Multiple Revisions: DC Crime Data, 2013

13 Feb

Change may be good, but sometimes when the change substitutes apples for oranges, the surprises on the menu can be hard to digest.

Don’t worry – I won’t push that fruity metaphor much further, but when more-or-less similar datasets beg comparison to one another you do need to decide what you’re going to do with the “less”.  Case in point, last year’s crime data for Washington DC, downloadable here:

http://data.dc.gov/Main_DataCatalog.aspx

If the data sound – or look – familiar, it’s because we spent some time with the 2011 DC numbers on August 12, 2012, brought back here:

 washdc-crime-data-2011

You’ll note that 2011 is more-or-less similar to the 2013 rendition.
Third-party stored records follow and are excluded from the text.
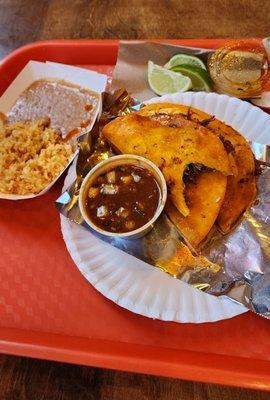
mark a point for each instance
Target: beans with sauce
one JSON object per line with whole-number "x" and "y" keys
{"x": 123, "y": 199}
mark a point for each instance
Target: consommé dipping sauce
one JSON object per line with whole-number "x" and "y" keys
{"x": 123, "y": 199}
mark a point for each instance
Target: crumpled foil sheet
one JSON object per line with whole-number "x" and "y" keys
{"x": 236, "y": 265}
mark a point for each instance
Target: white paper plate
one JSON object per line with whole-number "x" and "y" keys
{"x": 140, "y": 287}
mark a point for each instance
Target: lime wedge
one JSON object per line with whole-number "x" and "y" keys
{"x": 180, "y": 59}
{"x": 200, "y": 78}
{"x": 163, "y": 81}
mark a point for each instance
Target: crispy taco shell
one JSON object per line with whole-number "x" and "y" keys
{"x": 171, "y": 149}
{"x": 241, "y": 187}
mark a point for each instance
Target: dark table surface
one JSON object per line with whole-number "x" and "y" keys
{"x": 24, "y": 21}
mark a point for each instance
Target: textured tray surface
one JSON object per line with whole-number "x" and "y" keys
{"x": 42, "y": 294}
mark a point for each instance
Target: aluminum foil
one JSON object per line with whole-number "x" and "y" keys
{"x": 236, "y": 265}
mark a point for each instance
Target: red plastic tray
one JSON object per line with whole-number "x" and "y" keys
{"x": 48, "y": 310}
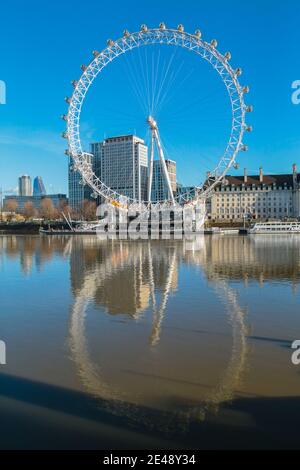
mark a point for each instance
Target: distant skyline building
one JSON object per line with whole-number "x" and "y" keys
{"x": 122, "y": 164}
{"x": 58, "y": 201}
{"x": 39, "y": 187}
{"x": 160, "y": 190}
{"x": 25, "y": 186}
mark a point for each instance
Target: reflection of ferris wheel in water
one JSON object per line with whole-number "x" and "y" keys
{"x": 171, "y": 37}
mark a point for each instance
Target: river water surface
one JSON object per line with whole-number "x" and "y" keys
{"x": 149, "y": 344}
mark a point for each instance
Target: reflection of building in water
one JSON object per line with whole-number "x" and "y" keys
{"x": 124, "y": 274}
{"x": 149, "y": 266}
{"x": 258, "y": 258}
{"x": 32, "y": 250}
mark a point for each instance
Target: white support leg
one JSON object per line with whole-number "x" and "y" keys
{"x": 164, "y": 166}
{"x": 151, "y": 168}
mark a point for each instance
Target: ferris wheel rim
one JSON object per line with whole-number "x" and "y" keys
{"x": 129, "y": 41}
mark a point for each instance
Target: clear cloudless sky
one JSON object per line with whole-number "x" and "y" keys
{"x": 43, "y": 44}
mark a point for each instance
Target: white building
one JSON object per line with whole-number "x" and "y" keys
{"x": 258, "y": 197}
{"x": 123, "y": 165}
{"x": 78, "y": 192}
{"x": 25, "y": 186}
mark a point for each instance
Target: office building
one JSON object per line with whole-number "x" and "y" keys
{"x": 160, "y": 190}
{"x": 25, "y": 186}
{"x": 78, "y": 192}
{"x": 39, "y": 187}
{"x": 258, "y": 197}
{"x": 122, "y": 164}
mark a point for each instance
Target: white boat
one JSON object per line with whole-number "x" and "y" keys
{"x": 275, "y": 227}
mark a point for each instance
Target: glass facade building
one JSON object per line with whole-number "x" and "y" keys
{"x": 78, "y": 192}
{"x": 39, "y": 187}
{"x": 122, "y": 164}
{"x": 25, "y": 186}
{"x": 160, "y": 190}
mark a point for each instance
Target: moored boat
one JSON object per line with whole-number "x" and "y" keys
{"x": 275, "y": 227}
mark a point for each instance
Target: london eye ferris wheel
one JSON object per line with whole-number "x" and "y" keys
{"x": 206, "y": 51}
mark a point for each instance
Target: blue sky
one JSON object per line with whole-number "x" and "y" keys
{"x": 42, "y": 46}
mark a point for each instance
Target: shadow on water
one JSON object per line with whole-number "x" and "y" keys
{"x": 270, "y": 423}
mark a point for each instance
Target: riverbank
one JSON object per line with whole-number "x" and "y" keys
{"x": 28, "y": 228}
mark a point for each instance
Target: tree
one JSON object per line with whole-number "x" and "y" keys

And there’s the rub, that more-or-less. Look closely at the two sheets, and, as if they’re were entwined in puzzle form, try to see what’s different about them.  For one thing, 2011 matches crime incidents to their latitudes and longitudes – a useful thing to be sure, but 2013 doesn’t.  And that’s for starters. With a bit of fooling around (and kudos to Excel’s Copy>Paste>Transpose feature, and the ever-perennial Sort command), your correspondent lined up the 2011 and 2013 fields respectively, conditionally formatting the 2011 names that reappear in 2013 (by dint of the MATCH function):

                       dc1

(And for a most enlightening explication of the above field names, look here.)

Apart from 2011’s larger field complement, we see as well that only 13 of its fields recur in the  DC crime data two years later. Needless to say, that malocclusion could cause problems.

Maybe. Some equivocation is in order because the analyst may simply not care about at least some of those unrequited fields. I don’t think the 2011’s HOTSPOT fields will be missed, for example, and indeed, they’re nowhere to be found in 2013. And some omissions in the latter sheet are probably a good thing, in any case.  2011’s CITY field does nothing but avow the name Washington 32,000 times – a most dispensable redundancy, you’ll agree, and ditto for STATE, which iterates DC (it’s the nation’s capital and as such not quite a state, but it’s close enough) almost as monotonously, syncopated only by the occasional blank cell.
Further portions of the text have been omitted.